Pasalnya, Badan Legislatif (Baleg) DPR RI telah "menganulir" putusan penting MK terkait UU Pilkada pada hari ini, meskipun secara teori putusan MK bersifat final dan mengikat sejak diucapkan. 

Kini tinggal KPU memilih, mengikuti putusan MK sebagaimana mereka lakukan saat memproses pendaftaran Gibran Rakabuming sebagai calon wakil presiden pada Pilpres 2024, atau manut DPR. 


Baca Juga: Berlandaskan Putusan MK, Megawati Akan Umumkan 169 Calon Kepala Daerah 2024 Besok

"KPU bagaimana? Ikut putusan MK atau revisi undang-undang? Di sini lah letak kita bisa mengukur apakah KPU ikut menjadi pembangkang konstitusi atau penjaga konstitusi," ujar pakar hukum tata negara, Bivitri Susanti, kepada Kompas.com pada Rabu (21/8/2024). 

Pendiri Sekolah Tinggi Hukum (STH) Indonesia Jentera itu mendesak KPU untuk tetap menjaga konstitusi selaku lembaga independen dengan tidak mengikuti akal-akalan Senayan. 

Berfungsi sebagai lembaga pelaksana undang-undang bukan berarti KPU harus membebek pada DPR, terlebih secara hirarkis putusan MK lebih tinggi sifatnya karena menguji undang-undang terhadap UUD 1945. 

"Betul dia harus mengikuti undang-undang dan mengikuti undang-undang juga berarti mengikuti putusan MK," kata Bivitri. 

Baca Juga: Akali Putusan MK, Baleg Ubah Threshold Pilkada Hanya Bagi Parpol Tanpa Kursi DPRD

"Kalau perppu atau undang-undangnya itu melanggar putusan MK yang artinya melanggar konstitusi. Jadi KPU seharusnya tidak melaksanakan perppu itu dan langsung saja bikin peraturan KPU yang secara teknis mengatur (perubahan aturan teknis karena penyesuaian putusan MK)," jelas dia. 
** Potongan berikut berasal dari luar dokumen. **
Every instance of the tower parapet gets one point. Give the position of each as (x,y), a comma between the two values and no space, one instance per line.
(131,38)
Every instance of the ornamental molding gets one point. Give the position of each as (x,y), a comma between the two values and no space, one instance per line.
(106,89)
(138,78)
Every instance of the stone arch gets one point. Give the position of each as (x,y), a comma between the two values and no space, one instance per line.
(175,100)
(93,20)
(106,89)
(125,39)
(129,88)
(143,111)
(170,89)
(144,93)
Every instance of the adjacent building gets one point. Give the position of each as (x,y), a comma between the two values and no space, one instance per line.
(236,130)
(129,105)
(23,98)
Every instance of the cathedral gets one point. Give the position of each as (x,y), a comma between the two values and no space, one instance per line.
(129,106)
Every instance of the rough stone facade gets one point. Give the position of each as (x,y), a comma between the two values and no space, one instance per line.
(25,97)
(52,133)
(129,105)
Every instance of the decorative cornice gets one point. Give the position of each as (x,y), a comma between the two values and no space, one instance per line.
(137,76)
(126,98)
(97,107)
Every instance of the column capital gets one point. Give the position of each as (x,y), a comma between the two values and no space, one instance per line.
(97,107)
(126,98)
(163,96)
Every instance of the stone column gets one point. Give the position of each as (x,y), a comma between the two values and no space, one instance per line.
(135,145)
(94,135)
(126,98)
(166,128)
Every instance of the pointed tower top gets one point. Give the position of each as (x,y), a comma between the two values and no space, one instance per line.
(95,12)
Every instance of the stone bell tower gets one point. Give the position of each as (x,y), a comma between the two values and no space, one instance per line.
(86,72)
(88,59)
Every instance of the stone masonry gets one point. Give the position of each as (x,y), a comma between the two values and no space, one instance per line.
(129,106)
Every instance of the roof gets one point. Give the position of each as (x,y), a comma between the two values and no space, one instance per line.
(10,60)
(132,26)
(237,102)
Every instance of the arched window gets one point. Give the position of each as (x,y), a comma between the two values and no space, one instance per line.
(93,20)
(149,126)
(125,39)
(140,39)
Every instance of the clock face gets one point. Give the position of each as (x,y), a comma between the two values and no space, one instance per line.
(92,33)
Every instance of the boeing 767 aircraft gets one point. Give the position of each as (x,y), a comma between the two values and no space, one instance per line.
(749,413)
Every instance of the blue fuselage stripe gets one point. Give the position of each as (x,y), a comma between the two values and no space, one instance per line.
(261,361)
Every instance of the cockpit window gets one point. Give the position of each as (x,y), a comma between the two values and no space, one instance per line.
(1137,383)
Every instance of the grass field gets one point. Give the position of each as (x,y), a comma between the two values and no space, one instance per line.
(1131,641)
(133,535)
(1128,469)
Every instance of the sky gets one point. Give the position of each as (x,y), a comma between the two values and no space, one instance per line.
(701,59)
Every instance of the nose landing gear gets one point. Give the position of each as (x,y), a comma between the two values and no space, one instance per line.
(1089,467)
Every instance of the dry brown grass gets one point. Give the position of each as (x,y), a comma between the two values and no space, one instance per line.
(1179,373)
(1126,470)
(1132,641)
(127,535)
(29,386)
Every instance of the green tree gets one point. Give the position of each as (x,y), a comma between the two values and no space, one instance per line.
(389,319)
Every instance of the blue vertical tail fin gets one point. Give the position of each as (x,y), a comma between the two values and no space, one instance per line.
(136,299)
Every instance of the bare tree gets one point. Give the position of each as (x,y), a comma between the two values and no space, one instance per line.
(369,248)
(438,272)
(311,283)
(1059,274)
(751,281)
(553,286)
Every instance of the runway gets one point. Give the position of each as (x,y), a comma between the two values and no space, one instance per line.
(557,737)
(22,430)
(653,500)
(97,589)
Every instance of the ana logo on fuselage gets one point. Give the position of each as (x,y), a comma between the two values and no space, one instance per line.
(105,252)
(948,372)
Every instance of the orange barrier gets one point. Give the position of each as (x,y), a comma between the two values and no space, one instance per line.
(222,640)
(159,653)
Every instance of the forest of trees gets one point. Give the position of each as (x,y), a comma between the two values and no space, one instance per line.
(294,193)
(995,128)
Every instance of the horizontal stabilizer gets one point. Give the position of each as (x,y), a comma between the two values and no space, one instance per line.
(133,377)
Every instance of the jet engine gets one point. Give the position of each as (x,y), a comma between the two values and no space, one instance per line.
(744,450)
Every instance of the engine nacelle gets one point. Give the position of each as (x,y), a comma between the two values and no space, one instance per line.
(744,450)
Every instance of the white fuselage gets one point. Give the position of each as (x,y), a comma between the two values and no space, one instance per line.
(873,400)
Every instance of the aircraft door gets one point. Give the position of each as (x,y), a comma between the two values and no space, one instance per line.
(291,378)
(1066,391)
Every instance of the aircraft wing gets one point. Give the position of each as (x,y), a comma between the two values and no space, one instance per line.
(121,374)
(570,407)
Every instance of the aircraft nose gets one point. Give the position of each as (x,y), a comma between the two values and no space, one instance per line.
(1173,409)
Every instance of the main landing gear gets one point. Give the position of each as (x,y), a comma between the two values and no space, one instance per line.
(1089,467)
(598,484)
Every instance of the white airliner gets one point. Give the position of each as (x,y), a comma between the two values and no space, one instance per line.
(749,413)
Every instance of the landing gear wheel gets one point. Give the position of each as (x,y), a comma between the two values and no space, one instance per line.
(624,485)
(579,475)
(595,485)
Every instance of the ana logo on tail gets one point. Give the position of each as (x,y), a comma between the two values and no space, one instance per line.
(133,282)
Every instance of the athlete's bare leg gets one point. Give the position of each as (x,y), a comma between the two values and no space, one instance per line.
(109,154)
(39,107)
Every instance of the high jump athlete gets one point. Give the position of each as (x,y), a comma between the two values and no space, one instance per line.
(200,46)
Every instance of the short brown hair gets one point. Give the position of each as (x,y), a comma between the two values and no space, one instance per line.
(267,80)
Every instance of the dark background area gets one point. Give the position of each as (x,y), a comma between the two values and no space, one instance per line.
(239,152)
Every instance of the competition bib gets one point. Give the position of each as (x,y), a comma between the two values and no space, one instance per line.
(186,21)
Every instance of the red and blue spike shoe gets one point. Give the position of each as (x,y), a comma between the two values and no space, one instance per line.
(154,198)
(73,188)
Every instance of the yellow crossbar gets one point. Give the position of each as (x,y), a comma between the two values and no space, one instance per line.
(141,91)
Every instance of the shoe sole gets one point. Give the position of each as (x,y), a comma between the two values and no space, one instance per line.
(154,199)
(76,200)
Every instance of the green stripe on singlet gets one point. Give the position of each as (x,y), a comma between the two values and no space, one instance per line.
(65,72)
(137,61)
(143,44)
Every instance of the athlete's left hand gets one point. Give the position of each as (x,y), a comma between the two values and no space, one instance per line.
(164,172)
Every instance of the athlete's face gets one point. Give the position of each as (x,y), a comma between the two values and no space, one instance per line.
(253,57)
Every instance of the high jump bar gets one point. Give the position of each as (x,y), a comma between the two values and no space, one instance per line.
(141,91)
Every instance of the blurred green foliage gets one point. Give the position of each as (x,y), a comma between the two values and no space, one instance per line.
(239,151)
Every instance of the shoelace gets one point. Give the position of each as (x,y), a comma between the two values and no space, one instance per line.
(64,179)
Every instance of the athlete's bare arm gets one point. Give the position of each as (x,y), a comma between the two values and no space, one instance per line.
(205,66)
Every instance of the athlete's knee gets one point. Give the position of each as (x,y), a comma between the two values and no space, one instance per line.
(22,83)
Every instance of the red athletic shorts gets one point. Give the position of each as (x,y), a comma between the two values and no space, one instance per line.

Ia memberi contoh lain, pada 2018, KPU sempat diperhadapkan pada "ketidakpastian hukum" terkait pencalonan anggota Dewan Perwakilan Daerah (DPD) yang melibatkan Ketua Umum Partai Hanura, Oesman Sapta. 

Saat itu, muncul putusan Pengadilan Tata Usaha Negara (PTUN) sampai Mahkamah Agung (MA) yang menguntungkan Oesman, sedangkan MK telah lebih dulu menegaskan bahwa calon anggota DPD tidak boleh rangkap jabatan di partai politik sehingga Oesman harus mundur.